神経を刺激する

今回は、昨年受講させていただいた日本サッカー協会公認少年少女サッカー指導員の講習会の中で勉強した、「子どもの発育発達と一貫指導」に関する講義内容を振り返り紹介するとともに、少年少女サッカーの指導について最近考えていることを書いてみたいと思います。

     スキャモンの発育発達曲線

サッカー指導者の間では有名なスキャモンの発育発達曲線ですが、コーチにならなければ一生知ることもなかったと思います。1930年にスキャモンという学者によって発表されたといいますから、今から70年余も前の研究成果が現在の少年少女サッカー指導法の理論的根拠となっているということですね。

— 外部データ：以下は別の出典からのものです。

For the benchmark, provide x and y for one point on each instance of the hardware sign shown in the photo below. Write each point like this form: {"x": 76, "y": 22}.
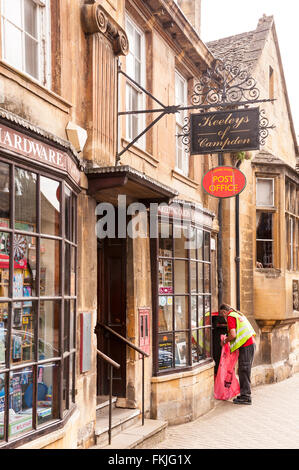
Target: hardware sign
{"x": 225, "y": 131}
{"x": 224, "y": 181}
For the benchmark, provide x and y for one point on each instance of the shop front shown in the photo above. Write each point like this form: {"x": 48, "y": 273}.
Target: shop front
{"x": 39, "y": 179}
{"x": 182, "y": 271}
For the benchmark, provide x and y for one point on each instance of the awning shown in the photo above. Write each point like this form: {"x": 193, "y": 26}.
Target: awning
{"x": 107, "y": 183}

スキャモンの発育発達曲線は、ヒトの成長を一般系(骨や筋肉の発達)、神経系、リンパ系、生殖系の4つに分類し、これらはヒトが大人になるまでの間に一様に成長するわけではない、それぞれ発達する時期が違うということを表したものです。(詳細は各種ホームページ等でご確認下さい。Googleへ。)

スキャモンの4類型のうち、運動能力の習得には神経系と一般系の発達が関係してきます。神経系は9歳頃()までにほぼ完成に近づくとされていますので、9歳頃から第2次性徴で一時的にホルモンバランスが崩れる時期までの間は、「巧みな動き」「すばしっこさ」といった能力を身につけるのに最も適した時期(ゴールデンエイジ)となります。この時期に向け、9歳頃までの時期(プレ・ゴールデンエイジ)には様々な運動を経験することで神経を刺激し、神経回路を開いておくことが大切だとも言われています。一方、一般系(骨や筋肉の発達)は第2次性徴の頃(成長期)に発達していきます。いわゆる筋力トレーニングや持久力トレーニングは、この一般系の発達を待って行われる必要があります。従って、小学生年代での筋力トレーニングや持久力トレーニングは、全くナンセンスということになります。

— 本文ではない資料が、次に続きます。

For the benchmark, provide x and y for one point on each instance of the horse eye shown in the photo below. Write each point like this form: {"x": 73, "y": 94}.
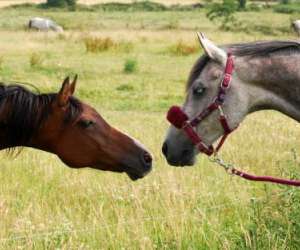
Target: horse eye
{"x": 199, "y": 90}
{"x": 86, "y": 123}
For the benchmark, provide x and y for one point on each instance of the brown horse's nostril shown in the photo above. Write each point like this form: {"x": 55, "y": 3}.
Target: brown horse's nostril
{"x": 147, "y": 158}
{"x": 165, "y": 149}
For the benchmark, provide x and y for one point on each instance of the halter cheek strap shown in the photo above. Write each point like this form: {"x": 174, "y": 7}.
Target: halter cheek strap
{"x": 180, "y": 120}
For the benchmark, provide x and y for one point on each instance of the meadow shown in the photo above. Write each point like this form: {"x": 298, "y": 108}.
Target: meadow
{"x": 132, "y": 66}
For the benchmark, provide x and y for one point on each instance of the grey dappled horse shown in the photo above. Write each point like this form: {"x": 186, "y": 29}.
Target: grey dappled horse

     もちろんヒトの成長には個人差がありますので、9歳頃より早い人も遅い人もいます。

□脳・神経系の可塑性

次に脳・神経系の可塑性について考えてみます。指導者講習会のテキストには、脳・神経系の可塑性は幼少期が最大で大人になるに連れて低下してくると記されています。この脳・神経系の可塑性とは何か?「可塑(かそ)」という言葉は辞書を引いてみると「変形しやすい性質。外力を取り去っても歪み(ひずみ)が残り、変形する現象。」(広辞苑第4版)と出ています。子どもたちの脳は「可塑」性が高いので、一度受けた刺激は脳に刻み込まれて忘れないが、大人の脳は「可塑」性が低いために何回刺激を受けても脳に刻まれにくいということのようです。簡単に言えば子どもの頃に自転車に乗ることを覚えた人は一生忘れないが、大人になって練習した人はなかなか乗れないし、乗れたとしてもその能力を一生維持できないというようなことでしょうか。

□ゴールデンエイジとプレ・ゴールデンエイジ

9歳頃から第2次性徴を迎える12〜13歳頃(もちろん先述の通り個人差大)の間は、神経系が完成に近づくことにより様々な動きを即座に実現できるようになる一方、脳の可塑性も高い水準にあるため、この時期に習得した動き(技術)は脳に深く刻まれ、一生失うことのない財産となるのです。こうしたことからこの年代は「ゴールデンエイジ」と呼ばれ、この時期にサッカーに必要とされる様々な技術を習得することが望まれています。パワーやスピードは必要ありません。ターンやフェイント、様々なキックやストップ等を練習により身につけ、次の年代につなげていくことが必要です。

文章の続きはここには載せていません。